Per capire quale rivoluzione ha portato nel mondo di Internet in Italia il fatto che le partite di Serie A vengano trasmesse in diretta da una piattaforma di streaming c’è un osservatorio privilegiato: il Mix (Milan Internet eXchange), tra i principali internet exchange point su scala europea, punto di incontro in cui content provider, internet service provider, cloud provider e content delivery network mettono in comunicazione diretta i propri apparati in un sistema di rete condiviso che rende possibile la “prossimità tra le reti”, e quindi una migliore distribuzione e affidabilità dei servizi online. A dare in un’intervista a CorCom il quadro di quello che sta succedendo dal punto di vista del Mix è Mauro Magrassi, Chief technical officer del Milan Internet eXchange. “Il nostro è un sistema di semplificazione che crea una scorciatoia di rete per facilitare lo scambio del traffico – spiega Magrassi – Mix ha trai suoi afferenti più di 350 reti, e sostanzialmente con un unico accesso ogni operatore può scambiare traffico sulla rete del Mix in un local area network sicuro e ad altre prestazioni. Il Mix nasce come iniziativa degli Internet service provider e delle reti della ricerca italiana nella seconda metà degli anni 90, per poi acquisire la forma attuale dal 2000. Ed è tra l’altro coevo con gli altri principali Internet exchange europei, come Londra, Amsterdam e Francoforte, risponde a un modello comune per l’Europa, in cui gli operatori che insistono sullo stesso bacino di utenza capiscono che la connettività tra loro deve essere la migliore possibile”.
Magrassi, come impatta lo streaming di contenuti per l’entertainment, e più in generale lo streaming dello sport in diretta, sul traffico dati?
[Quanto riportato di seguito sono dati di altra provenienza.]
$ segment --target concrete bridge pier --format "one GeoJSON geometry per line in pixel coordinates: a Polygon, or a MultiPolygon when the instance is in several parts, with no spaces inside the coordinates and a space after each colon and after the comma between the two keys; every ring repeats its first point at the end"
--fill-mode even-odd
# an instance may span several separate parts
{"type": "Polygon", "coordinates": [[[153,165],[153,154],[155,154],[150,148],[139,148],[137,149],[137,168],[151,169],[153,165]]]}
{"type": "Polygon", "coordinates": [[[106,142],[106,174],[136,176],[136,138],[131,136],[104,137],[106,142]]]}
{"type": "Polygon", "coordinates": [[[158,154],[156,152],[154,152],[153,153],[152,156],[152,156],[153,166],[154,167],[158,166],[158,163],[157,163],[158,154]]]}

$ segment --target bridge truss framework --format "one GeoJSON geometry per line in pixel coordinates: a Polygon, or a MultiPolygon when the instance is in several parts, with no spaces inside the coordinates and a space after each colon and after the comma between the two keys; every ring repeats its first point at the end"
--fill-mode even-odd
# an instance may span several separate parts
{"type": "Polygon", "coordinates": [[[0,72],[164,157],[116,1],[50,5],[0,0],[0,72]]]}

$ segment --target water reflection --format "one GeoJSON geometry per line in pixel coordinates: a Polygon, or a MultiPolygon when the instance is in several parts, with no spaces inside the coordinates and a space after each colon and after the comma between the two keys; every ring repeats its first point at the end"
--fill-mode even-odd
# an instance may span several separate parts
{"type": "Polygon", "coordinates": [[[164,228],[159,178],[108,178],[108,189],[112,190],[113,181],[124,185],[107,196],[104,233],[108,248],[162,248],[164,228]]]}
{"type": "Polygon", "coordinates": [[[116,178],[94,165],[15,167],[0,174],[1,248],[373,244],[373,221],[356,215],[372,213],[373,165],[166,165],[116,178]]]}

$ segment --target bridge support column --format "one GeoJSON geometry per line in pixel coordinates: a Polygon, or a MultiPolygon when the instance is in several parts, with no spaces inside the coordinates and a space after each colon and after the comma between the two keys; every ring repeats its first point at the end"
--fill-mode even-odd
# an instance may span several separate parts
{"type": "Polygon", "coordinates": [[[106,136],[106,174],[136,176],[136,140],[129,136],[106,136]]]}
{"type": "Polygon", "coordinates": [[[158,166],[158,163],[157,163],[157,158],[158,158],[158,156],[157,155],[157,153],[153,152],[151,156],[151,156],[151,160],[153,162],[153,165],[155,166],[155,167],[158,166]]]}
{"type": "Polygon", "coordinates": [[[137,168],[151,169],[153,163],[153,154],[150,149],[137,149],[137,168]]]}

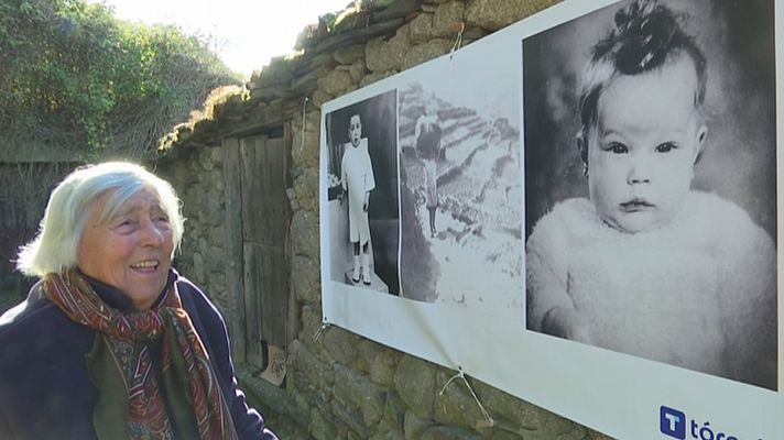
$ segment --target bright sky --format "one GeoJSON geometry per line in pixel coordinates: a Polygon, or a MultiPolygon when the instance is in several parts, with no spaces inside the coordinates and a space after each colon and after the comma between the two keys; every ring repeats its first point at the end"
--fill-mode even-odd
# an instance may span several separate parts
{"type": "Polygon", "coordinates": [[[88,0],[113,8],[115,16],[149,24],[176,24],[186,33],[214,35],[217,54],[250,77],[270,58],[293,52],[296,36],[327,12],[351,0],[88,0]]]}

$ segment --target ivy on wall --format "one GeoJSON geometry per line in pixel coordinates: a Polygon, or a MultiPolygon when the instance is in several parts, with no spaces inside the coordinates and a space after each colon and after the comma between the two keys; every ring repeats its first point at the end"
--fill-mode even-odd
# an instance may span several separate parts
{"type": "Polygon", "coordinates": [[[213,88],[239,82],[208,37],[85,0],[0,2],[0,148],[138,157],[213,88]]]}

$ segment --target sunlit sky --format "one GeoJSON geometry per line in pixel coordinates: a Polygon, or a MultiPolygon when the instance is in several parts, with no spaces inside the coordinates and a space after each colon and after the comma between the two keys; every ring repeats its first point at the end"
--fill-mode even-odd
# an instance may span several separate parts
{"type": "Polygon", "coordinates": [[[250,77],[270,58],[293,51],[302,30],[351,0],[88,0],[115,16],[148,24],[176,24],[186,33],[215,36],[214,50],[229,68],[250,77]]]}

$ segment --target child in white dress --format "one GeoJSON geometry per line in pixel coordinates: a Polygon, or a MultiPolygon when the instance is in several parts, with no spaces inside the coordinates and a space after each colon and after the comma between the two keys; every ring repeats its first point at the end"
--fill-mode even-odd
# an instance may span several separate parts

L’utilizzo di internet ha vissuto diverse “ere” nel nostro Paese, le prime sono state più lunghe, le successive si sono accorciate di pari passo con il progredire sempre più serrato della tecnologia. Partendo dalla fase pionieristica iniziale, in cui internet è essenzialmente web, non è contenuto multimediale, e l’utente è un utente dial-up, che sfrutta linee telefoniche di accesso per reperire informazioni a titolo personale, di solito di sera. In quella fase dal nostro punto di vista il prime time, quello in cui c’era più traffico dati, era tra le 21 e le 24. Quando dal dial-up si passa all’Adsl, e si comincia a distribuire internet anche come servizio per le aziende, il prime time si sposta al pomeriggio, tra le 16 e le 18. Alla fine della giornata di lavoro, e quando inizia la giornata negli Usa, dove risiedono i servizi di AmericaOnline, Yahoo e Google, con un picco di interazioni con la posta elettronica e con i motori di ricerca. Il punto di svolta successivo, per semplificare, è l’avvento del “modello Netflix”, con l’utilizzo della rete legato all’entertainment e al consumo di contenuti on demand. Siamo attorno al 2010, e il prime time torna a essere il dopo cena, il momento in cui gli utenti si fermano a guardare film e serie tv. Netflix ha tra l’altro avuto il merito di dimostrare che con un buon software si possono distribuire contenuti on demand agli utenti finali anche senza connettività di altissimo profilo, anche senza fibra. E così arriviamo ai giorni nostri, a questo 2021 che passerà alla storia come l’anno in cui tutta la Serie A di calcio è andata su Internet in live streaming.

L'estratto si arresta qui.